Hospitals are complex environments full of many visitors, staff members, and patients. This kind of environment can make simple navigation difficult for visitors in particular. This is especially true for visitors who do not come to the hospital frequently, leading to potential instances of stress for the visitors and the patients they are planning to visit. “Wayfinding” is a theoretical framework for understanding generally how the human mind comprehends spaces and learns how to navigate through them. The more research that is done to understand how visitors mentally form their own spatial experience and learn how to navigate bustling healthcare spaces, the more prepared designers will be able to provide helpful wayfinding tools and designs.
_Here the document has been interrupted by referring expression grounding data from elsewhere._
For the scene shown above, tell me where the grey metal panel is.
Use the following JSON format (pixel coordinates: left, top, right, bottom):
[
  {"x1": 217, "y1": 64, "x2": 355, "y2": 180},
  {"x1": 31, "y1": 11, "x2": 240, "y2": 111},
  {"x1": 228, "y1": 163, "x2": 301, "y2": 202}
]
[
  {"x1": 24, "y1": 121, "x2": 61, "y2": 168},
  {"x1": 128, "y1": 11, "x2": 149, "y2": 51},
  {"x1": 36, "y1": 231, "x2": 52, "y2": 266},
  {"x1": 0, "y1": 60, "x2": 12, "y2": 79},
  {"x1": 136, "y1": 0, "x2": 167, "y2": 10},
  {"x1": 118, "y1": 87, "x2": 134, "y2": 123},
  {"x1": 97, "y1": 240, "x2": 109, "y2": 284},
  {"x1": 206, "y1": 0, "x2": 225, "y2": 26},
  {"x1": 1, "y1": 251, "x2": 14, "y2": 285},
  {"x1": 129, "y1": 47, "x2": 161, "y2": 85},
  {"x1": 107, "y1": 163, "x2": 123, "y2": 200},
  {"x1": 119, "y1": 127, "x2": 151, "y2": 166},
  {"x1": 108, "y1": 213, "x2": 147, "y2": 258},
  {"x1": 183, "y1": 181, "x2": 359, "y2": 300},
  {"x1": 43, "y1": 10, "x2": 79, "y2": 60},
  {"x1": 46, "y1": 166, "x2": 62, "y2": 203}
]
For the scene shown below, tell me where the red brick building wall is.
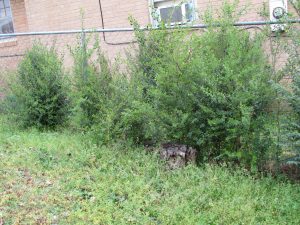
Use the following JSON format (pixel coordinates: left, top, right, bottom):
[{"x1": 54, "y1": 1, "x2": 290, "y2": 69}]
[{"x1": 0, "y1": 0, "x2": 298, "y2": 71}]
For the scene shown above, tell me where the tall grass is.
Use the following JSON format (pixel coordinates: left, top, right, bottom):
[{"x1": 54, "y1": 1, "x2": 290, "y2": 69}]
[{"x1": 0, "y1": 115, "x2": 299, "y2": 224}]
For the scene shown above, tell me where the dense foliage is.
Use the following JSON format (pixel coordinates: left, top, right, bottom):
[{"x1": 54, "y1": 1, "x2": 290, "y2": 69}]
[
  {"x1": 6, "y1": 44, "x2": 69, "y2": 129},
  {"x1": 118, "y1": 6, "x2": 275, "y2": 168},
  {"x1": 284, "y1": 35, "x2": 300, "y2": 153},
  {"x1": 0, "y1": 2, "x2": 299, "y2": 224},
  {"x1": 289, "y1": 74, "x2": 300, "y2": 152},
  {"x1": 70, "y1": 36, "x2": 112, "y2": 129},
  {"x1": 0, "y1": 116, "x2": 299, "y2": 224},
  {"x1": 1, "y1": 2, "x2": 299, "y2": 171}
]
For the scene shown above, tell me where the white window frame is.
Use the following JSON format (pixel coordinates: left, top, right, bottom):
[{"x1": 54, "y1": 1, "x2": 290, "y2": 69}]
[{"x1": 149, "y1": 0, "x2": 198, "y2": 27}]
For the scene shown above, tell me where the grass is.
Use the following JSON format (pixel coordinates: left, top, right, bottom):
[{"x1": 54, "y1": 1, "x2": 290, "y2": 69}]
[{"x1": 0, "y1": 115, "x2": 299, "y2": 224}]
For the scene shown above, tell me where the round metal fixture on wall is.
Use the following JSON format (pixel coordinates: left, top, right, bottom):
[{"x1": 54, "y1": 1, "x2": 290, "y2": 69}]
[{"x1": 272, "y1": 7, "x2": 285, "y2": 19}]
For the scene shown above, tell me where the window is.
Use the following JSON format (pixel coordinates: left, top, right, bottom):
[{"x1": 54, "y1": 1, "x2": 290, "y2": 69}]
[
  {"x1": 0, "y1": 0, "x2": 14, "y2": 35},
  {"x1": 150, "y1": 0, "x2": 197, "y2": 26}
]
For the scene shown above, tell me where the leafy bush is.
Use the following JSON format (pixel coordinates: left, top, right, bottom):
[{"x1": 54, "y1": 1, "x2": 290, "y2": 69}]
[
  {"x1": 116, "y1": 19, "x2": 188, "y2": 145},
  {"x1": 70, "y1": 34, "x2": 112, "y2": 129},
  {"x1": 121, "y1": 3, "x2": 275, "y2": 168},
  {"x1": 272, "y1": 9, "x2": 300, "y2": 156},
  {"x1": 67, "y1": 2, "x2": 294, "y2": 170},
  {"x1": 89, "y1": 73, "x2": 133, "y2": 144},
  {"x1": 289, "y1": 74, "x2": 300, "y2": 153},
  {"x1": 0, "y1": 71, "x2": 14, "y2": 114},
  {"x1": 283, "y1": 39, "x2": 300, "y2": 154},
  {"x1": 8, "y1": 43, "x2": 69, "y2": 129},
  {"x1": 286, "y1": 17, "x2": 300, "y2": 154}
]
To understand how hospital visitors comprehend healthcare environments and develop their own wayfinding methods so that supportive navigation designs may be better developed in the future.
Field observations were conducted in the outpatient area of an Indonesian general hospital. Ten participants were involved, all of whom were assumed to be new visitors of the hospital. Each participant underwent a “wayfinding journey” during which they verbalized their experiences and actions and were not allowed to ask others for directions. A total of 40 wayfinding journeys were observed, along with video and transcriptional data. All data were analyzed for verbal expressions relating to hospital map layouts.
To portray the general findings of this study’s results, analysis of a single participant’s wayfinding journey was shown through 11 different visual scenes, relations to verbal experiences, and relations to the hospital map itself. The combination of narrative data, observational data, and hospital maps revealed insight into the participant’s overall wayfinding experience, specifically: narratives of wayfinding being formed through specific physical environment markers or pathway changes, the importance of response to the environment in forming an internal guidance system, and that every wayfinding decision is related to another previous or anticipated wayfinding decision.
The authors note that a relatively small sample size was observed in this study, and that the phase of the study design involving manual interpretations of hospital maps was vulnerable to highly subjective output. This study was conducted in a single hospital over a relatively short period of time.